The friction was not a market problem. It was a design problem.
Strategic objective
Design and deploy an autonomous daily job aggregation engine that:
- Fetches new roles twice daily from multiple sources without manual effort
- Eliminates duplicates across platforms automatically
- Scores each role against a custom relevance profile (target companies, seniority, industry, tools)
- Filters out irrelevant roles — wrong location, wrong title type, clearance-required — at ingestion
- Surfaces the day's highest-priority applications in a clean Excel dashboard
- Requires zero manual data entry for sourced roles
Source strategy
| Source | Segment | Method | |---|---|---| | LinkedIn | Corporate, healthcare, federal | Guest API (no login) | | RemoteOK | Remote-first startups & tech | Public JSON API | | We Work Remotely | Remote management & ops | Public RSS feed | | USAJobs | Federal government IT roles | REST API |
Indeed, ZipRecruiter, and Dice all returned HTTP 403 within 24 hours of testing. Replaced with RemoteOK and We Work Remotely — pipeline modularity made the swap trivial.
Relevance scoring model
Each role is scored 1–10 at ingestion using a weighted keyword model applied to title, company, and location.

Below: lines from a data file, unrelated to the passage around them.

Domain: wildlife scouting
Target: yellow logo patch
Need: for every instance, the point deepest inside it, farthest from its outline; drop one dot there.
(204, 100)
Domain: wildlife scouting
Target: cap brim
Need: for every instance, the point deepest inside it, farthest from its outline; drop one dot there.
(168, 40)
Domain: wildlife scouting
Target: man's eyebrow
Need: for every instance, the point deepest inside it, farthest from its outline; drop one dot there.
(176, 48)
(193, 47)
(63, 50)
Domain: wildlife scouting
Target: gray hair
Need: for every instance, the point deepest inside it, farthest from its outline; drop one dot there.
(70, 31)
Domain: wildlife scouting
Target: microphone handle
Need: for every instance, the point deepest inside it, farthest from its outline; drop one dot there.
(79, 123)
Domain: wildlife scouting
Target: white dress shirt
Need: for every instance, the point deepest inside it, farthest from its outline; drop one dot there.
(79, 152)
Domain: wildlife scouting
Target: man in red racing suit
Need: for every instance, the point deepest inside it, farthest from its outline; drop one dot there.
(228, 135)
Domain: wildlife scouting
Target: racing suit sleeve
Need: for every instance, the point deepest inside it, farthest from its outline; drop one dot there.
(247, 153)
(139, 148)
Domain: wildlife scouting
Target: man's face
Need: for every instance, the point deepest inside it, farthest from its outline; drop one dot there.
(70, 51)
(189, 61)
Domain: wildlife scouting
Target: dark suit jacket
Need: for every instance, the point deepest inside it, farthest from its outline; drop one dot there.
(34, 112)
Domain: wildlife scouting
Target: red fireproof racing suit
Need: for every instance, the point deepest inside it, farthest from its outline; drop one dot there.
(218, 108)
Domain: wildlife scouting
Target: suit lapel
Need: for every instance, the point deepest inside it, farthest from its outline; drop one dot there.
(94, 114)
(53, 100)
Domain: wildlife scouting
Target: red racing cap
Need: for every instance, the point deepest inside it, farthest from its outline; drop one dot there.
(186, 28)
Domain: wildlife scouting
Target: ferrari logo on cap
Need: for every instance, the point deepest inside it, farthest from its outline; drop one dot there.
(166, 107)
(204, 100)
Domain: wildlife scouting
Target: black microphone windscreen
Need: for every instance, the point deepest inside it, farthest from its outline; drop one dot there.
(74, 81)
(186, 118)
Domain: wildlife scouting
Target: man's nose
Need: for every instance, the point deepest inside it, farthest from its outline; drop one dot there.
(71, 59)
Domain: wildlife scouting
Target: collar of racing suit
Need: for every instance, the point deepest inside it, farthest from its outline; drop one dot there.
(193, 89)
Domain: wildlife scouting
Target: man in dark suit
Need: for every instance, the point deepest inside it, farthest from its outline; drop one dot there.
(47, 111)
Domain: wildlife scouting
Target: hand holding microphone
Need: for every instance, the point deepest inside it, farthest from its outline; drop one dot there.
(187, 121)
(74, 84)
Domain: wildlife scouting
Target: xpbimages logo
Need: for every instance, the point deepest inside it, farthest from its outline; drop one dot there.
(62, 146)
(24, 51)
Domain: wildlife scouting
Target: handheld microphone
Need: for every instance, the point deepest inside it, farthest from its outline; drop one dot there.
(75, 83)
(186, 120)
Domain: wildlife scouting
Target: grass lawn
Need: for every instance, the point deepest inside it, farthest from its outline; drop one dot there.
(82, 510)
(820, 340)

| Signal Category | Weight | Examples | |---|---|---| | Target payer company match | +3 | Humana, UnitedHealth, CareFirst, ElevanceHealth | | IT / consulting company match | +2 / +1 | Inovalon, Guidehouse, Deloitte | | Core role keywords | +2 | PMO, program management, portfolio | | Target industry keywords | +2 | Healthcare, health plan, payer, managed care | | Tools & methods | +1 / +2 | ServiceNow, Power BI, SAFe, governance | | Location match (MD/DC/VA/remote) | +1 | Maryland, Bethesda, Remote | | Wrong industry / seniority mismatch | -2 to -4 | Construction, retail, junior, coordinator | | Active security clearance required | Auto-excluded | TS/SCI required, active Top Secret | | Clearance sponsorship available | Retained as "Can Obtain" | Ability to obtain, clearance upon hire |
LinkedIn search architecture
LinkedIn's guest API rate-limits aggressively when company names appear in keywords. The plan was revised to use 13 role-type searches (no company names in keywords) with payer companies surfaced via the scoring model instead.

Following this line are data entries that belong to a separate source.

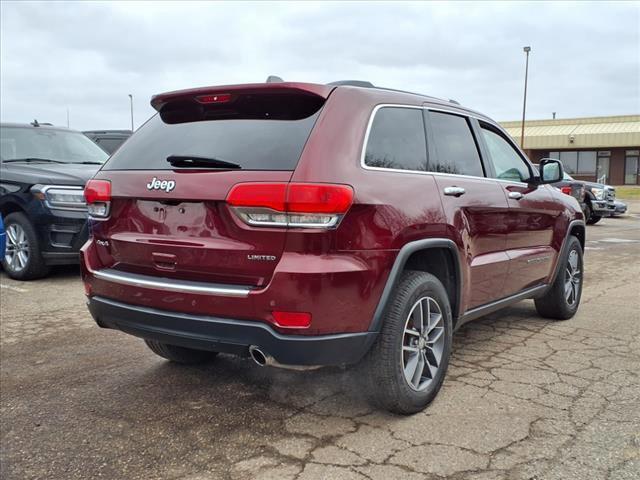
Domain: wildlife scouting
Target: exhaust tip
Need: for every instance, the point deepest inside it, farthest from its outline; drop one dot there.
(257, 355)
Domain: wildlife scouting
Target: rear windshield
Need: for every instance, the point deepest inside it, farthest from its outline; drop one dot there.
(256, 140)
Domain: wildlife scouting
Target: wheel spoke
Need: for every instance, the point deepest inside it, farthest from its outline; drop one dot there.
(11, 234)
(411, 367)
(417, 375)
(437, 319)
(430, 355)
(420, 313)
(567, 290)
(22, 259)
(408, 331)
(436, 336)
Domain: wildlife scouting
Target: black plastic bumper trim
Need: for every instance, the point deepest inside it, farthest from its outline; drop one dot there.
(229, 336)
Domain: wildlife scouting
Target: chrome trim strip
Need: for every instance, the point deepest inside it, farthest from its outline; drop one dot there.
(171, 285)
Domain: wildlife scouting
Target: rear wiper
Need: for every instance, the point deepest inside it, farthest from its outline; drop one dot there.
(193, 161)
(32, 159)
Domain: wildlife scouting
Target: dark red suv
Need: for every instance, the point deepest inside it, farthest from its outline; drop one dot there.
(307, 225)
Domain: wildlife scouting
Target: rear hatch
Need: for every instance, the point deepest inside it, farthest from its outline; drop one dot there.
(169, 181)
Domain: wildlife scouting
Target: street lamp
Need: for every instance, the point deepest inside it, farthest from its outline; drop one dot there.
(524, 103)
(131, 105)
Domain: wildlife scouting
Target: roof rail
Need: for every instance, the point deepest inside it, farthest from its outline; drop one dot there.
(353, 83)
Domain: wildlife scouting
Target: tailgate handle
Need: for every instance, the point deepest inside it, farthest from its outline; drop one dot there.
(164, 261)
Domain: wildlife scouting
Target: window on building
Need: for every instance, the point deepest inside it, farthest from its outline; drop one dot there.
(631, 167)
(397, 140)
(602, 167)
(455, 147)
(586, 163)
(569, 161)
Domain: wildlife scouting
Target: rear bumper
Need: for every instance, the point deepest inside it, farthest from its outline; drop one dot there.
(229, 336)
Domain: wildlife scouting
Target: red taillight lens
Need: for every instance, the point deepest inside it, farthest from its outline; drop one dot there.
(292, 319)
(97, 191)
(319, 198)
(268, 195)
(215, 98)
(302, 205)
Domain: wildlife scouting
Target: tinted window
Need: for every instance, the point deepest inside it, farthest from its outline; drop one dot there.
(455, 147)
(253, 144)
(507, 163)
(397, 139)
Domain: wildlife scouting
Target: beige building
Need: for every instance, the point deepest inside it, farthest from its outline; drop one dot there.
(604, 149)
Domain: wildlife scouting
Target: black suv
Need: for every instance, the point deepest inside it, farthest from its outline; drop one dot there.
(108, 140)
(43, 170)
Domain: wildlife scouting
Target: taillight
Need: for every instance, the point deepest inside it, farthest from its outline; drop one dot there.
(97, 193)
(298, 205)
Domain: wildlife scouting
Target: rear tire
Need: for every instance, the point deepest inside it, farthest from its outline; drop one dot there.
(562, 299)
(23, 257)
(174, 353)
(406, 366)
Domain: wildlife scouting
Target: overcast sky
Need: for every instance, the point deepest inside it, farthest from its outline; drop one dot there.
(88, 57)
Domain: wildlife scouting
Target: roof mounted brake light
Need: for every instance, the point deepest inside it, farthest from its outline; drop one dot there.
(214, 98)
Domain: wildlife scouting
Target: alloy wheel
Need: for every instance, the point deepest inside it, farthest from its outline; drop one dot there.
(572, 278)
(423, 343)
(17, 251)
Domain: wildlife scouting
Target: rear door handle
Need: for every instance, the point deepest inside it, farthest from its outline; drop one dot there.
(454, 191)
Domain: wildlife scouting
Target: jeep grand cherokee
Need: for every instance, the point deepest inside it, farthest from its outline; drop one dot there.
(304, 225)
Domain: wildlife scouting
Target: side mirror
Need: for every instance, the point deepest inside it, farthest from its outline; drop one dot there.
(550, 171)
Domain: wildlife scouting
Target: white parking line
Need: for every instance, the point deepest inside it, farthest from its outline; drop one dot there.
(14, 289)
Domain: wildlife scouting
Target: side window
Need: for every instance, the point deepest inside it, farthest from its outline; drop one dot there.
(397, 140)
(455, 147)
(507, 163)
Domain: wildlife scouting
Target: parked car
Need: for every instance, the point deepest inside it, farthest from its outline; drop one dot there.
(43, 170)
(3, 238)
(108, 140)
(304, 225)
(570, 186)
(599, 200)
(621, 208)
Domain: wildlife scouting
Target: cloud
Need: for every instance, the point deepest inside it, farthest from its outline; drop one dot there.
(88, 56)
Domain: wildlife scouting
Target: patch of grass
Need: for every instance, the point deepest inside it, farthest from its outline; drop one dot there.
(628, 192)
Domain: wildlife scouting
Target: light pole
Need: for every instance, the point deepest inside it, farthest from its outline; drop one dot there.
(131, 105)
(524, 103)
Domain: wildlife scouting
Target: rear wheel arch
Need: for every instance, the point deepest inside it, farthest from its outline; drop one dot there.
(579, 232)
(436, 256)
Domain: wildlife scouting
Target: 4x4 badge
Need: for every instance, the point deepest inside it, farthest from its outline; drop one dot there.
(166, 185)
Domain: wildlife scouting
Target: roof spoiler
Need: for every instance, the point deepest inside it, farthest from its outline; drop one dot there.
(225, 92)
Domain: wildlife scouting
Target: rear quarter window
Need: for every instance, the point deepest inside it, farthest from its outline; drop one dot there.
(397, 140)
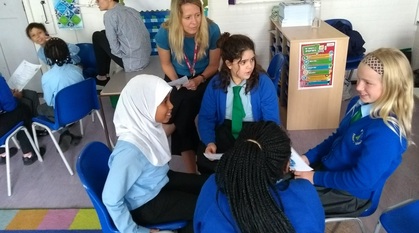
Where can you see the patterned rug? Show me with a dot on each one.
(49, 219)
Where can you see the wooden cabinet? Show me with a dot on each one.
(312, 77)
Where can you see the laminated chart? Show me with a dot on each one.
(68, 14)
(316, 65)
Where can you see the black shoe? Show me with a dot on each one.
(12, 151)
(65, 141)
(28, 161)
(102, 82)
(41, 133)
(75, 140)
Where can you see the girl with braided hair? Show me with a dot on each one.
(251, 190)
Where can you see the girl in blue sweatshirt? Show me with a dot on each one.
(368, 146)
(251, 190)
(257, 94)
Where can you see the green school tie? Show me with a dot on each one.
(357, 115)
(238, 112)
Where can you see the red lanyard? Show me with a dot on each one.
(192, 67)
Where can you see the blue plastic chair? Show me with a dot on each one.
(375, 199)
(4, 140)
(72, 104)
(275, 68)
(88, 60)
(352, 62)
(400, 218)
(93, 169)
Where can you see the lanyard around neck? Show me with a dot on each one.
(195, 55)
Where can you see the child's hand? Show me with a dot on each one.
(211, 148)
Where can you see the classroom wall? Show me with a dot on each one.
(382, 23)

- 8 primary searches: PMO, Director, AI Program Manager, Healthcare IT, ServiceNow, VP PMO, Digital Transformation, Health Plan
- 5 supplemental searches: Senior Project Manager IT, Health Plan Program Director, Managed Care IT, Portfolio Governance Director, Program Director Federal Healthcare
- All searches scoped to Senior IC, Manager, Director levels
- Each search fetches 2 pages (50 results) — twice daily
Tracker architecture
Six-tab Excel workbook:
- Job Tracker — all sourced and manually added roles (19 columns)
- Applied — Pre Apr 28 — 595 historical applications imported, color-coded by status
- Dashboard — pipeline summary
- Search Log — timestamped record of every run
- How To Use — reference guide
- Manual Check — 17 target companies not covered by APIs
Live working file lives in ~/Documents/; auto-mirrored to OneDrive post-run via shutil.copy2 to avoid OneDrive sync conflicts overwriting script output.
Quantified value
Time saved: 60–90 min/day → 15–20 min/day. Roughly 5 hours/week redirected to applications and interview prep.
Key metrics (as of May 5, 2026):
- 569+ roles in active tracker
- 595 historical applications imported
- 4 sources running daily
- 13 LinkedIn searches active
- Up to 1,300 LinkedIn role checks per day
- Largest single run: 276 new roles
- Build time: 2 days
- Ongoing maintenance: ~15 min/week
Key insight
The system's resilience came from its modularity. Each source is an independent function. Swapping Indeed for RemoteOK required changing two functions and a config block — the rest of the pipeline was untouched. This is the design principle that made rapid iteration possible — and it's the same principle that makes a portfolio governance operating model survive contact with reality.